Figure 37: The Report Users report
You will need to point all the report mentioned in this section to your ReportServer database.
What has SSRS 2008 fixed?
The challenges that I’ve covered in this article are ones for which I’ve managed to finds workable solutions. While using SSRS 2005, I’ve encountered other challenges for which I still have not found viable solutions, without investigating 3rd party tools. An example would be Rich Text formatting. In SSRS 2005 if you wanted to use Rich Text you have three options none of which are natively supported. You could design your own custom control, generate an image, or buy 3rd party controls.

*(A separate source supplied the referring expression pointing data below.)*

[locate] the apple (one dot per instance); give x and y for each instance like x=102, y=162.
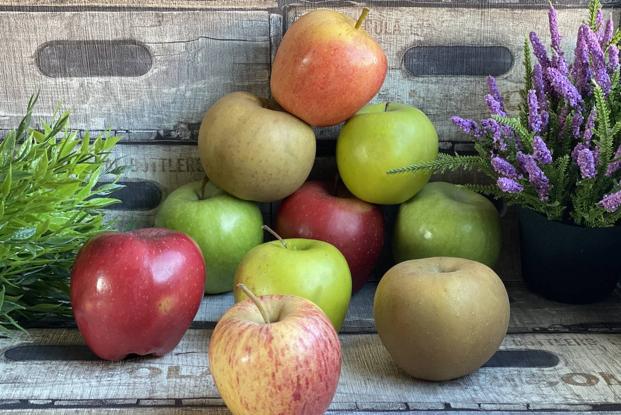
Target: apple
x=275, y=355
x=441, y=318
x=326, y=68
x=252, y=151
x=319, y=211
x=446, y=219
x=136, y=292
x=224, y=227
x=381, y=137
x=308, y=268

With SSRS 2208, Microsoft has itself made some 3rd party acquisitions that have made the report developer’s life a little easier. For example, Microsoft acquired Dundas Data Visualization and so new data visualization controls, such as Charts and Gauges, are now built-in to reporting services. Microsoft also acquired the OfficeWriter technology from SoftArtisans, Inc., which added Word export and support for Rich Text.
Within Reporting Services, improvements have been made for report authoring, report processing and rendering, programmability, and architecture. Based on the challenges/solutions discussed in this article, the following issues have been specifically addressed in SSRS 2008:
Merged cell issues – The rich text control alleviates some of the merged cell issues when exporting to Excel. Now, you can have one control with multiple formatting options and expressions.
Report data in Header and Footer – Variables have been introduced into Reporting Services that can be global or scoped to groups. You no longer have to hide controls in the body of your report to get data to display in the header and footer sections of your reports. If you don’t want to use variables, you can also now use data directly in the header and footer with certain controls.
Report Pagination and rendering- there have been numerous improvements in this area:
- New properties have been added to allow greater control over how your report is rendered.
- Null values are now explicit giving you more control while working with nulls.
- The Tablix control, basically the Table, Matrix, and List controls rolled into one, has drastically improved report rendering capabilities.
- Visualization improvements for charts and gauges mean they are far superior to the charting capability available out of the box in SSRS 2005
- The CSV rendering extension has been revamped to work differently depending on the purpose of the export, whether it’s for Excel or for application consumption. Overlapping report items should no longer give warnings but may get adjusted automatically when rendered. This reduces pagination problems.
You can get more information about new features in SSRS 2008 from the Microsoft site:
Finally, it’s well worth reviewing the list of breaking changes in SSRS 2008, as they may cause some headache and issues in your environment:
You’ll probably uncover most of the issues when deploying and configuring the ReportServer. A lot of the configuration options have been removed and/or consolidated. Most significantly, SSRS 2008 no longer relies on IIS, and instead uses Handlers and Routers to work with HTTP.sys directly.
SSRS is a very easy-to-use reporting architecture but I know from experience that when issues or challenges arise it can be very frustrating. I hope the solutions covered in this article will aid you in your work with SSRS. Remember; when a challenge arises there is always a solution, though the solution may not always feasible, based on available resources.